La questione iraniana è più globale di quel che si pensi. Le conseguenze del fallimento dell’accordo del 2015 sono state evidenti: l’Iran è stato spinto sempre di più nelle braccia di Mosca e Pechino. La Russia è il primo destinatario dell’industria dei droni iraniana, la Cina è il primo cliente del petrolio di Teheran. Non si contano poi le manovre militari congiunte iraniane con Mosca e Pechino e gli scambi di visite militari e diplomatiche. L’Iran è dentro al fronte bollente dei conflitti e degli interessi strategici che stanno a cavallo tra Medio Oriente e Asia centrale e fa parte dell’organizzazione dei Brics, un blocco economico che rappresenta oltre il 30% del Pil mondiale.
Trump si è vantato di poter mettere fine «in un giorno» al conflitto tra Russia e Ucraina e ora deve dimostrare, dopo tante boutade, di essere un leader credibile: se fa fare quel che vuole a Netanyahu, il suo più stretto alleato, come sta accadendo a Gaza con un carneficina disumana, ben pochi saranno disposti a dargli credito. Non solo Putin e Xi Jinping, ma anche gli stati del Golfo come Riyadh che lui vorrebbe convincere a entrare nel Patto di Abramo con Israele.
Ma come si fa ad accettarlo se Trump, il principale sponsor dell’accordo sin dal suo primo mandato, lascia mano libera a Netanyahu? Per gli arabi del Golfo un eventuale attacco di Israele potrebbe rivelarsi un mezzo disastro. Se è vero che per anni hanno temuto la potenza e l’influenza iraniana nella regione, ora stanno dando una dimostrazione di assoluta impotenza. Hanno lasciato che a Gaza si attuasse il genocidio dei palestinesi, hanno corso dietro alle deliranti proposte di Trump per «Gaza Riviera» e alle prospettive di deportazione senza muovere un dito. Ma soprattutto rischiano di mettere in mano la loro sopravvivenza a Israele. I sauditi sono i custodi dei luoghi sacri dell’islam e il loro prestigio come paese guida potrebbe venire seriamente intaccato.
In Medio Oriente si vive un paradosso lacerante: da un lato la strage a oltranza a Gaza, dall’altro un’aria di prosperità e ricchezza nel Golfo, sul versante opposto di un mondo arabo che però non ha mai niente da dire e subisce le decisioni israeliane e americane.

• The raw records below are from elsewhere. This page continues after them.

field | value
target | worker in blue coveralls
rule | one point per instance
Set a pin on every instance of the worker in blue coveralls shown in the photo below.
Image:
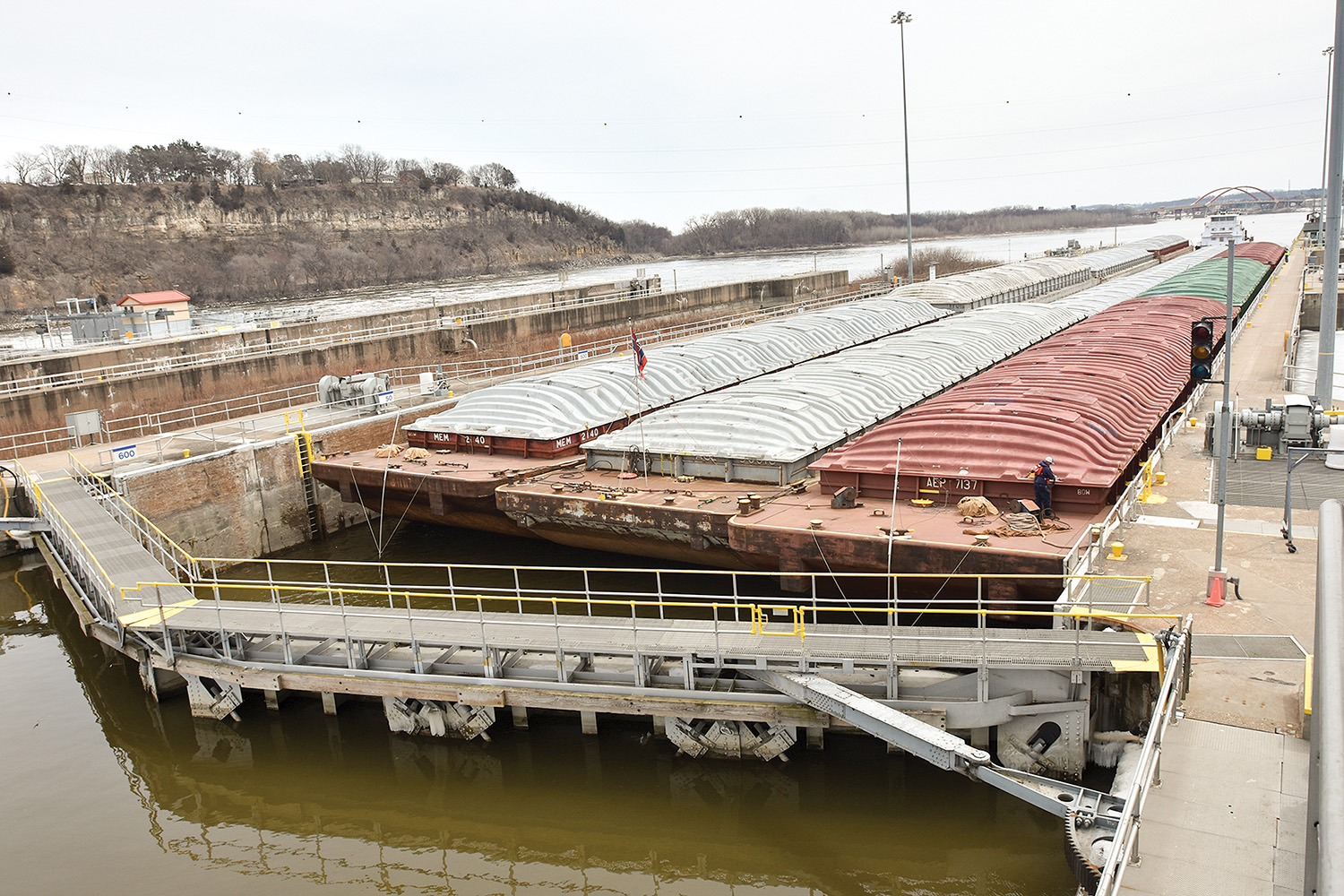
(1043, 481)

Come può reagire l’Iran a un attacco? Può provare a colpire Tel Aviv con missili balistici. Ma loro efficacia è tutta da provare. Il complesso militar-industriale israelo-americano è troppo superiore. Gli israeliani hanno già testato le difese della repubblica islamica e sono pronti a farlo di nuovo. Con l’attacco del 26 ottobre scorso Israele, in replica a quello di Teheran, avrebbe eliminato oltre l’80% delle difese aeree iraniane: Netanyahu ritiene la Repubblica islamica una minaccia esistenziale ed è sempre pronto a intervenire.
Forse l’unica reazione efficace di Teheran potrebbe essere una sorta di guerra asimmetrica muovendo le ultime pedine nella regione sopravvissute ai raid israeliani. Ma non è una prospettiva che salva il Medio Oriente da altre tragedie.